ARC-AGI-3

Overall Reaction & Game Difficulty

  • Many commenters tried the demo tasks; reactions range from “intuitive and fun” to “I have no idea what to do” or “controls are janky/laggy.”
  • Prior gaming and puzzle experience strongly correlates with success; some lifelong gamers find levels trivial, others struggle to even infer the rules.
  • Several note this is not an IQ test but a test of rule inference, spatial reasoning, and adapting to the “style” of these puzzles.

What’s New vs ARC-AGI-1/2

  • v2 was static pattern-completion; v3 is interactive and multi-step.
  • New dimensions: multi-turn planning, exploration/exploitation, agentic behavior, cross-level transfer, and spatial reasoning under changing world state.
  • Some see this as a natural evolution to keep pressure on models as earlier benchmarks get saturated.
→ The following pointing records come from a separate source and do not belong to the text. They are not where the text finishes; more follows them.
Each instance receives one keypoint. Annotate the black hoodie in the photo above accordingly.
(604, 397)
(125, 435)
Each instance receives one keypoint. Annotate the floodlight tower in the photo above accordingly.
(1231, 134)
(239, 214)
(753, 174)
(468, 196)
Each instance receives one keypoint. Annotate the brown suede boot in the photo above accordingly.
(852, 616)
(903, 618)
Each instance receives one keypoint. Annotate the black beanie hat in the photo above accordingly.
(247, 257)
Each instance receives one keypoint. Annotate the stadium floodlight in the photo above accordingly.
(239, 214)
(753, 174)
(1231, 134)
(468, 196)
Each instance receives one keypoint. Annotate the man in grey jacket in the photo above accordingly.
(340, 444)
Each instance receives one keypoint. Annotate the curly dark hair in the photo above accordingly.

Scoring, Human Baseline & Interpretation

  • Score is not “% puzzles solved” but squared efficiency vs the second-best human action count, with later/harder levels weighted more.
  • Even humans solving many levels but using more steps than top solvers can score in the single digits; several note median human might be well below 50%.
  • Frontier models mostly score ~0–3%; some argue this looks worse than it is, others say the opaque score is misleading.
  • Benchmark authors defend the design as discouraging brute force and rewarding sample-efficient rule learning.

Harnesses, Tools, and Inputs

  • Official runs disallow ARC-specific harnesses; models get a simple prompt and JSON grids, though they may have hidden tools behind the API.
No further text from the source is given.